Characterization of a kirromycin-resistant elongation factor Tu from Escherichia coli.

The Escherichia coli strain D2216 contains a kirromycin-resistant elongation factor Tu [EF-Tu(D2216); Fischer, E., Wolf, H., Hantke K., & Parmeggiani, A. (1977) Proc. Natl. Acad. Sci. U.S.A. 74, 4341-4345]. This stain grows much more slowly than wild-type E. coli strains and contains less than half the amount of EF-Tu. On isoelectric focusing, the whole cell lysate of strain D2216 as well as pure, crystalline EF-Tu(D2216) comprises only a single species indistinguishable from wild-type EF-Tu. In poly(uridylic acid)- [poly(U)] directed poly(phenylalanine) synthesis, enzymatic binding of aminoacyl transfer ribonucleic acid to the ribosome, and susceptibility to trypsin digestion, EF-Tu(D2216) behaves similarly to the EF-Tu from wild-type strains.
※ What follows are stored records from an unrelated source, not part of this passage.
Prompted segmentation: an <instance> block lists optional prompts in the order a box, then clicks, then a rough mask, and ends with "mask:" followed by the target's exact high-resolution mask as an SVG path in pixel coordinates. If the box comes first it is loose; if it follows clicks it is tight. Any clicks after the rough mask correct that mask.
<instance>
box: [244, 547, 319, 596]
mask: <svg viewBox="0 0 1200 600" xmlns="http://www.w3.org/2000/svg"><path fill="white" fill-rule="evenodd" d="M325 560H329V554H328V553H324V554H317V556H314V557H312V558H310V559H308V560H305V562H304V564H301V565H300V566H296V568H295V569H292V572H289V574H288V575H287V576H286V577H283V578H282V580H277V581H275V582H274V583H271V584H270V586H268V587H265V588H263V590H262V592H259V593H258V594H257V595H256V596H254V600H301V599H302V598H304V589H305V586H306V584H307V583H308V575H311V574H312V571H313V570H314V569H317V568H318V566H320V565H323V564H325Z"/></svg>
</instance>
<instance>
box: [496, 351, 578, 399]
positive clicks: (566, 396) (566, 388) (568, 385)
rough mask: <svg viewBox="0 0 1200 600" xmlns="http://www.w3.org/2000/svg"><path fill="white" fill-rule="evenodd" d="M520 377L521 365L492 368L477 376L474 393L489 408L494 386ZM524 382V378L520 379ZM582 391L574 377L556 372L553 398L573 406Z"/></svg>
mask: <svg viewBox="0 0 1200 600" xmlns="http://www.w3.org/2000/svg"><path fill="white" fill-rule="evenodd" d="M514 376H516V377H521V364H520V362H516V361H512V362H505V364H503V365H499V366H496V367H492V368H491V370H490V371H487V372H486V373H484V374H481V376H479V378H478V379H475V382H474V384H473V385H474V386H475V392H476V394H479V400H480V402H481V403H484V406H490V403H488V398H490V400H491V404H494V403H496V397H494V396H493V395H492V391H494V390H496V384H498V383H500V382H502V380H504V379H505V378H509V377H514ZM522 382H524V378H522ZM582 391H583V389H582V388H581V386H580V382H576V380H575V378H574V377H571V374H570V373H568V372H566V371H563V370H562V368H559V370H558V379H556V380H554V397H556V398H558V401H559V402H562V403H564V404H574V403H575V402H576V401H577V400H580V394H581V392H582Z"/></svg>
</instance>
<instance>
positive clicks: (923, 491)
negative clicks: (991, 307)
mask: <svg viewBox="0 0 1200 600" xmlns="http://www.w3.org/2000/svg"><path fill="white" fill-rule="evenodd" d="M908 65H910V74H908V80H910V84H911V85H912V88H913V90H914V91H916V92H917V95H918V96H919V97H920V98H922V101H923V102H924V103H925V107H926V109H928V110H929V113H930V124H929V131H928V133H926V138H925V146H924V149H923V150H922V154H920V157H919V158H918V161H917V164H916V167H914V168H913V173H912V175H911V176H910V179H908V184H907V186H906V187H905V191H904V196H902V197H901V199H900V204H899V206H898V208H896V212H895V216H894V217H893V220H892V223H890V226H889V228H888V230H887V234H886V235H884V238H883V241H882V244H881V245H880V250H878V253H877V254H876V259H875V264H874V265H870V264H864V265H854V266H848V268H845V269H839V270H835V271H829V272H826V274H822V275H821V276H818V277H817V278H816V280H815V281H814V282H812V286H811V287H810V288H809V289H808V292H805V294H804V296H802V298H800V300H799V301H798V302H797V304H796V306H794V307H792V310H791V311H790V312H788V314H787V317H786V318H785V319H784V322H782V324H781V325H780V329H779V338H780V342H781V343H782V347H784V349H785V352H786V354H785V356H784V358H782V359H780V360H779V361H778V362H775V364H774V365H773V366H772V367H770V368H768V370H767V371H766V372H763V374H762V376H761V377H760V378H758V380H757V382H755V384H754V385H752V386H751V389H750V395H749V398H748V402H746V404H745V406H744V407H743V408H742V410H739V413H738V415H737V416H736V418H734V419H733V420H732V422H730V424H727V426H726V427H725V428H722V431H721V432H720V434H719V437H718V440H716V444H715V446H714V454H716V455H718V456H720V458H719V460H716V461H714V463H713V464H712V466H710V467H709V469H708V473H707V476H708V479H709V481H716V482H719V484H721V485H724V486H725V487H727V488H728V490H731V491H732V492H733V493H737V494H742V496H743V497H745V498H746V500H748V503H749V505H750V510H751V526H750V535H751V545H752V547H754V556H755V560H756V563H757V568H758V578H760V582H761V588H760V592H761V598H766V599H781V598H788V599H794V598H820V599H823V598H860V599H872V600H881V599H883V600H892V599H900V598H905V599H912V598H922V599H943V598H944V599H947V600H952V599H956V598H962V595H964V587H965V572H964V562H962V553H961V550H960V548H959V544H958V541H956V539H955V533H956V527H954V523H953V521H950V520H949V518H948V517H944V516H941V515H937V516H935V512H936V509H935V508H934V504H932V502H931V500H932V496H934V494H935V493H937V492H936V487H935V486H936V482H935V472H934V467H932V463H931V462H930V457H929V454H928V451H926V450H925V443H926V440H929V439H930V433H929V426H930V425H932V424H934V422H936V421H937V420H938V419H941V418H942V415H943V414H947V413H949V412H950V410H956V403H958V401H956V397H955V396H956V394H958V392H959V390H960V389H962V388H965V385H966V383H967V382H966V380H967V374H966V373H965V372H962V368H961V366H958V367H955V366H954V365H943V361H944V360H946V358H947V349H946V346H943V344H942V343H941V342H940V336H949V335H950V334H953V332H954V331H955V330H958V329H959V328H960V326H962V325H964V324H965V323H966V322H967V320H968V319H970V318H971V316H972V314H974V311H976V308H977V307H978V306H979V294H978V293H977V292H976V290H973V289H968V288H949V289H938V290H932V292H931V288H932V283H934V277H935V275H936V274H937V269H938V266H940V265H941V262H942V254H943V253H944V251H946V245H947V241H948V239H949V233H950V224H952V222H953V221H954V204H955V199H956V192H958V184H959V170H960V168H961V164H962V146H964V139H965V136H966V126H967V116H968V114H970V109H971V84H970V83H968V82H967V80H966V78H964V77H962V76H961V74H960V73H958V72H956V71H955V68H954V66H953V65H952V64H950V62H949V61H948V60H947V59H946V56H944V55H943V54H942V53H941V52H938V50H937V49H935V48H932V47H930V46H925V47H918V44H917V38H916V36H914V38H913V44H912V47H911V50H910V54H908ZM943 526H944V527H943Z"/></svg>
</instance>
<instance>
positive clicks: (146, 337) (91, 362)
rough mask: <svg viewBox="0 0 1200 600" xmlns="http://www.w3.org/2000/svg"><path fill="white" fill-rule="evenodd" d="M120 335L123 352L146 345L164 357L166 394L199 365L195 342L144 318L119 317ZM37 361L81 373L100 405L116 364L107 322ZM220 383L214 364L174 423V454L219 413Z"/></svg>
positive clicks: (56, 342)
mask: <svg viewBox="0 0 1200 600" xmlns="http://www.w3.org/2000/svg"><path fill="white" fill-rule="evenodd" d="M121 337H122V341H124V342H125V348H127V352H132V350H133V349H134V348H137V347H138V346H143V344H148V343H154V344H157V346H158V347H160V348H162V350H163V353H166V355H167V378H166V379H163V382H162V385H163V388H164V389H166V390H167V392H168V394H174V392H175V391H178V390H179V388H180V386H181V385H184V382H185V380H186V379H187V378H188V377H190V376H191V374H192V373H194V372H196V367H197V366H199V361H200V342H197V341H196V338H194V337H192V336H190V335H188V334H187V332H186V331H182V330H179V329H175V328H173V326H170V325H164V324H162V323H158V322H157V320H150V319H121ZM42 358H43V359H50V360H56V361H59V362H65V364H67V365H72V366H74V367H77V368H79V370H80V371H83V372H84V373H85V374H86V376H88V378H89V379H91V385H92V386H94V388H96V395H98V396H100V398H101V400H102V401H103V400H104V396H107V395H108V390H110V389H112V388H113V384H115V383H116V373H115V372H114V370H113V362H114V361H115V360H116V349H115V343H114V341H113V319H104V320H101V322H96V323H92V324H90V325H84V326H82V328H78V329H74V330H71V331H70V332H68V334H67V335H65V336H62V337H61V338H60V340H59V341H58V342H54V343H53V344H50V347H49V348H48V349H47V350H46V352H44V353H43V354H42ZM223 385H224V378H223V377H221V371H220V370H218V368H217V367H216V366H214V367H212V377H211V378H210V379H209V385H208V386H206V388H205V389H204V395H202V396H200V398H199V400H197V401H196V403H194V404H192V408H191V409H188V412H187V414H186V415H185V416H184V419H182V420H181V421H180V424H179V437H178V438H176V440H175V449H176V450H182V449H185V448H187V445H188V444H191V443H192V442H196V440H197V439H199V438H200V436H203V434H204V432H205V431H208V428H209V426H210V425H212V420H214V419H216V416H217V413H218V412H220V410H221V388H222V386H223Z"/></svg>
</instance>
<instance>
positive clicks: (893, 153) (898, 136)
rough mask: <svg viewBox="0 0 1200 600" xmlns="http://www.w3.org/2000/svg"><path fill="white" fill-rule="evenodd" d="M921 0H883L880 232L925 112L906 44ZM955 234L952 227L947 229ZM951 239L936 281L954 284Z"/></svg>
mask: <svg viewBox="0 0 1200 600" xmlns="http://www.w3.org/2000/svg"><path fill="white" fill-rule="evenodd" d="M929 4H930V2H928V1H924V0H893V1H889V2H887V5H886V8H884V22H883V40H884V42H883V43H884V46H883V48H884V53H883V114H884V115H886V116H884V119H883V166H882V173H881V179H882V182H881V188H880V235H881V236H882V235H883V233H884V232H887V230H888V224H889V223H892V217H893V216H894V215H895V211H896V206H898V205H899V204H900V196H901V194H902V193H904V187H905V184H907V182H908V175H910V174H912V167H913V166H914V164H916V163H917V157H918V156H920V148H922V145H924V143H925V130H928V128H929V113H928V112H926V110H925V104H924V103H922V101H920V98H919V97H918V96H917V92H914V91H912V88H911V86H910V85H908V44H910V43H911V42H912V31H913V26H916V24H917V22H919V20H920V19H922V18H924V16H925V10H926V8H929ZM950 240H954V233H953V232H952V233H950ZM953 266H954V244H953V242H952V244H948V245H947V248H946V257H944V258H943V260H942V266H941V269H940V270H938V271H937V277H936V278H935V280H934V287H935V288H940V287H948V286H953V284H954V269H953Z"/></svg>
Kirromycin, which increases the sensitivity to trypsinization of wild-type EF-Tu, has no effect on mutant EF-Tu. In poly(U)-directed poly(phenylalanine) synthesis, partially trypsinized EF-Tu(D2216) displays a 7-fold reduction of its kirromycin resistance as compared to the intact EF-Tu(D2216). This is approximately 300 times less sensitive to the antibiotic than wild-type EF-Tu. The EF-Tu(D2216), purified and crystallized, exhibits a guanosine 5'-triphosphatase activity in the absence of any other physiological effector or kirromycin. This activity is not a contaminant, since it can be selectively stimulated by ribosomes and is inactivated by temperature exactly in the same way as the guanosine 5'-diphosphate binding activity of Ef-Tu(D2216). We conclude that, as consequence of the mutation, the catalytic center of EF-Tu(D2216)-dependent guanosine 5'-triphosphate hydrolysis undergoes spontaneous activation.